PwC’s strategy consulting business, Strategy&, recently surveyed 540 people across various industries and found that at companies with clearly defined purposes — that were “clear on how they create value for customers” — twice as many workers felt passionate, motivated, satisfied and proud at work compared with companies without clearly defined purposes.

And surveyed employees considered purpose to be more than twice as important, on average, as “traditional motivators” such as pay and career advancement opportunities, according to the authors of a recent Harvard Business Review article about the survey.

A purpose statement must convey an organization’s unique value, and then the organization’s structure, systems and resourcing must enable workers to bring the statement to life, so to speak, they said. You can read that article to learn more about the survey and how PwC recommends coming up with a statement of purpose that inspires employees. Some senior living organizations already are doing work in this area.

When I read about the PwC survey, I was reminded of my recent interview with Pathway to Living’s new vice president of culture and brand loyalty, Mike Ulm.

Ulm helped Pathway develop what it calls an “internal brand promise” as a consultant before he joined the organization full-time.

“What you’re trying to capture in the essence of any organization with a brand promise is, what is the natural good that’s already there? What are the words that people use enthusiastically, naturally?” Ulm told me.

At Pathway, the promise is “Care to Know, and Make it Matter.” “It is how we go about business every day, focused on really caring to know the person who is our customer — not just residents but also each other — and then connecting the information we learn to our processes and solutions,” he said.

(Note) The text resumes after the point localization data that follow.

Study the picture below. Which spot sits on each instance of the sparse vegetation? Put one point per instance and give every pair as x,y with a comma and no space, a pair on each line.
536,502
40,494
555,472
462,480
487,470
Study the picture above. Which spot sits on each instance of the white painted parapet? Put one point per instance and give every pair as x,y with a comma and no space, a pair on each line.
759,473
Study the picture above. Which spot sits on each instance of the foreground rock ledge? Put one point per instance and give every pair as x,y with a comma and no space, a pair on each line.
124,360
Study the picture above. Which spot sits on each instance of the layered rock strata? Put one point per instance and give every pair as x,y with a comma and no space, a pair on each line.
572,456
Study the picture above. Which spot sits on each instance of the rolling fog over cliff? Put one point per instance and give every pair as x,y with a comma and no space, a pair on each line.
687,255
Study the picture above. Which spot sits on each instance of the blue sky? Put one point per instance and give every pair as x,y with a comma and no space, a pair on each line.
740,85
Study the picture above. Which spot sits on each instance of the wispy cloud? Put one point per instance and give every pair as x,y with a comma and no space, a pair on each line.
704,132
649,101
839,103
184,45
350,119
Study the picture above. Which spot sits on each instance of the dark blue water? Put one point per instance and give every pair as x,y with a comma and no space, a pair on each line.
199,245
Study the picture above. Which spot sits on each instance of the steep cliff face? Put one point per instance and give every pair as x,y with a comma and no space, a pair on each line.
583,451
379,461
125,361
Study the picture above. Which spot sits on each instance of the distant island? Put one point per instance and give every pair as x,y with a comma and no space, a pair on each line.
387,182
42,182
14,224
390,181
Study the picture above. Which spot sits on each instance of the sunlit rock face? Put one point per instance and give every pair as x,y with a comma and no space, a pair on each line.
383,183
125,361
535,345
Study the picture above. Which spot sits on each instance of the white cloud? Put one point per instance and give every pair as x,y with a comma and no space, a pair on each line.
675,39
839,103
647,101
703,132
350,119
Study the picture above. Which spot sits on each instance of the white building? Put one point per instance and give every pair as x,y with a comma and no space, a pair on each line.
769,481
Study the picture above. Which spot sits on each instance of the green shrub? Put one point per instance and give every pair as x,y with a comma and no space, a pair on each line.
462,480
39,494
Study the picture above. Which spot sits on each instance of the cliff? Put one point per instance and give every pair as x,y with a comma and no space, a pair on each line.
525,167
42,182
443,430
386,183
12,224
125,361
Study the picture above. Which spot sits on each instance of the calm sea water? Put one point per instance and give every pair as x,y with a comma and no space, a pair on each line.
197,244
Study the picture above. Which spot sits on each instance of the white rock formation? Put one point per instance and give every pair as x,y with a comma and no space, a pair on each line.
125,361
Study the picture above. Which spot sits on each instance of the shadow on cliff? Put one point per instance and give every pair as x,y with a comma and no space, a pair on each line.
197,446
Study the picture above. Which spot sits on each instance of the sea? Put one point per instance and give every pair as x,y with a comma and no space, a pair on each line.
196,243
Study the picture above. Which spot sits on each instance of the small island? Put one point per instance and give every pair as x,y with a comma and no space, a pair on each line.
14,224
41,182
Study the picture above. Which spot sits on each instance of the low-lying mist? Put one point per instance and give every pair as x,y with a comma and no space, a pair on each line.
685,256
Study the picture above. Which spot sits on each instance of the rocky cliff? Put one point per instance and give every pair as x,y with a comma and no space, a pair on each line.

The brand promise was uncovered and implemented through a four-step process that took time, according to Ulm.

  1. Through focus groups, employees thought about stories and situations in which they felt the best about what they do. “What you get from those focus groups is a lot of words, and you begin to see patterns of intent, patterns of thought,” Ulm said.
  2. Employees define “what everyone feels is the essence of what we’re really trying to do.”
  3. The concept is integrated throughout the organization in several key areas.
  4. The brand promise is “activated.” “Because the original ideas for the brand promise come from a large group of people, it’s not a rollout,” Ulm said. “We’re not putting something out there that’s someone else’s idea. It truly was created internally by lots of people.” The activation, he said, is “a celebration of the stories, the concepts that already were alive. We just all brought it together.”

Have you defined your organization’s purpose or brand promise? Doing so, according to the HBR authors, will inspire employees and also help them help the organization meet desired goals.